# Inverse factorial function

I am wondering what is the inverse/opposite factorial function? e.g inverse-factorial(6)=3

Furthermore, I am intrigued to know the answer to:

a!=π find a

I would really appreciate if anyone could explain this to me as I have found nowhere online with a good explanation of inverse factorial functions. Thanks

• – lhf Nov 14 '18 at 12:21
• Can you elaborate on what you want out of this? The most popular continuous version of factorial is the Gamma function, but I don't know if "ask a calculator to approximate the solution to $\Gamma(x)=\pi$ and add $1$ to the answer" is the sort of thing you're looking for. For detailed strategies for approximating answers, maybe see math.stackexchange.com/a/2739498/26369 – Mark S. Nov 14 '18 at 12:29
• No integer's factorial is $pi$ the only thing you have seen is $\frac{1}{2}!=\pi$ which is not true.
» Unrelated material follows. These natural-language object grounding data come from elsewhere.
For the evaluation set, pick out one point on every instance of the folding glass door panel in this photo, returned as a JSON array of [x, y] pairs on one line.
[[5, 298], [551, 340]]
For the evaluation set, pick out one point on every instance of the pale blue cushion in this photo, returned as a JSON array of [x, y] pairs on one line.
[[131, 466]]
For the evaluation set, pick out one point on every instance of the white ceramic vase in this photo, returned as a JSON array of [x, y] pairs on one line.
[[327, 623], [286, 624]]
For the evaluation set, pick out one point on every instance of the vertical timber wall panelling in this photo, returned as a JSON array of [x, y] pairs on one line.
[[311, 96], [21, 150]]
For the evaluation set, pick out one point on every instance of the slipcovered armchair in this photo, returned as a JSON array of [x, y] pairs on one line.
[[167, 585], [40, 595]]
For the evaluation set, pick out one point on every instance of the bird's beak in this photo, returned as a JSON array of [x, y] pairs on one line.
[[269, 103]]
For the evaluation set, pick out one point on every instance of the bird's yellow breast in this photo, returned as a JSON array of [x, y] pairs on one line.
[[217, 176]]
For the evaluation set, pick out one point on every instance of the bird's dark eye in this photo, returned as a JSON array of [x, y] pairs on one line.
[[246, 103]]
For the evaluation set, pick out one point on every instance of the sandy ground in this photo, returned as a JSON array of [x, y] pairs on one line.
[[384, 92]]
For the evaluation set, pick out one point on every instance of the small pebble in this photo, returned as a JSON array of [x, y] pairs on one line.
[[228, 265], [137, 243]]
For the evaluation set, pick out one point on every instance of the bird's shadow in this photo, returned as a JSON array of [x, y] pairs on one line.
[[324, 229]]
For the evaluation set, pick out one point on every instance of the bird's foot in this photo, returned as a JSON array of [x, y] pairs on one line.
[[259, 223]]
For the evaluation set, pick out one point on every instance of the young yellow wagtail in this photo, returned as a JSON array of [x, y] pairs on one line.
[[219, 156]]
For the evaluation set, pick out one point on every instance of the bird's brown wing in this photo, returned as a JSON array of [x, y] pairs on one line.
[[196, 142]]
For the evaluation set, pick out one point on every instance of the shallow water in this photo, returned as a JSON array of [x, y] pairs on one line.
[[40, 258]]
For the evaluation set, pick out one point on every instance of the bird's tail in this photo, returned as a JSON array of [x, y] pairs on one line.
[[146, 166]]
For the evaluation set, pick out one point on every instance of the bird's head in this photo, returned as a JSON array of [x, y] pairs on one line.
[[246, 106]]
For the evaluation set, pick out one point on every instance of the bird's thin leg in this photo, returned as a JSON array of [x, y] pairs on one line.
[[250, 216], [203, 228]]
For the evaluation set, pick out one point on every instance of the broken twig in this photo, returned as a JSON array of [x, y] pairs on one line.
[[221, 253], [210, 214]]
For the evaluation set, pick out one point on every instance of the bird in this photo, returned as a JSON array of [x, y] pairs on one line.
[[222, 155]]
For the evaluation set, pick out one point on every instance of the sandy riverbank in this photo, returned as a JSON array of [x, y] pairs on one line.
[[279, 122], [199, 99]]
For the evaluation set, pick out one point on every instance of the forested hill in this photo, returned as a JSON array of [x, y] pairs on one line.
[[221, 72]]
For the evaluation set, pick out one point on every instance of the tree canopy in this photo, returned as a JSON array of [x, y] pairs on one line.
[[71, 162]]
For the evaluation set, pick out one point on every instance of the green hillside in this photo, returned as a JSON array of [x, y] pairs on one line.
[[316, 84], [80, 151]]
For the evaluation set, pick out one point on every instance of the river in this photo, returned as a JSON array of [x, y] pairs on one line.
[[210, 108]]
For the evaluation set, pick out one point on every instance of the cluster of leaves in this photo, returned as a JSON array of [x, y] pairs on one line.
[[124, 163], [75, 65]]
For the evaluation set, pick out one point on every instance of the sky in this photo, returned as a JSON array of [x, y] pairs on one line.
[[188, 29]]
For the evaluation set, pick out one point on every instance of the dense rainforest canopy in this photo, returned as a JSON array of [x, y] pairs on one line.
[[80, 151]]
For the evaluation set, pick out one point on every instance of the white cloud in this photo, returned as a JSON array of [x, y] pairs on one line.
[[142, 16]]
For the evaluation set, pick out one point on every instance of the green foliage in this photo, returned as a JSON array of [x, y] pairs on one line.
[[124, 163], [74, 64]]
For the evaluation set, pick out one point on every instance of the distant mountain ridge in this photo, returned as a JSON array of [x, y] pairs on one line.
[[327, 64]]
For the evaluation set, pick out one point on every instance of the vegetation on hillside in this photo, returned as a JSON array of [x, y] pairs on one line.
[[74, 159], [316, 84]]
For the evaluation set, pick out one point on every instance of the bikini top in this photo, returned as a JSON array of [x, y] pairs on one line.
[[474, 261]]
See definition of Gamma function : en.wikipedia.org/wiki/Gamma_function and see what happened when we put $\frac{1}{2}$ – Sujit Bhattacharyya Nov 14 '18 at 12:33
• also refer to math.stackexchange.com/questions/1624347 – G Cab Nov 14 '18 at 12:53

First obstacle is that the factorial has a local minimum at $$x:\;\psi(x)=0\; \to \; x=0.4616..$$, so , considering only positive values of the argument, that gives you two values for the inverse.
inverse functions are not well defined when it is not a $$1:1$$ function, and as there is a minimum where: $$\Gamma'(z+1)=0$$ that is: $$\int_0^\infty\partial_nt^ze^{-t}dt=0$$ which can be numerically estimated.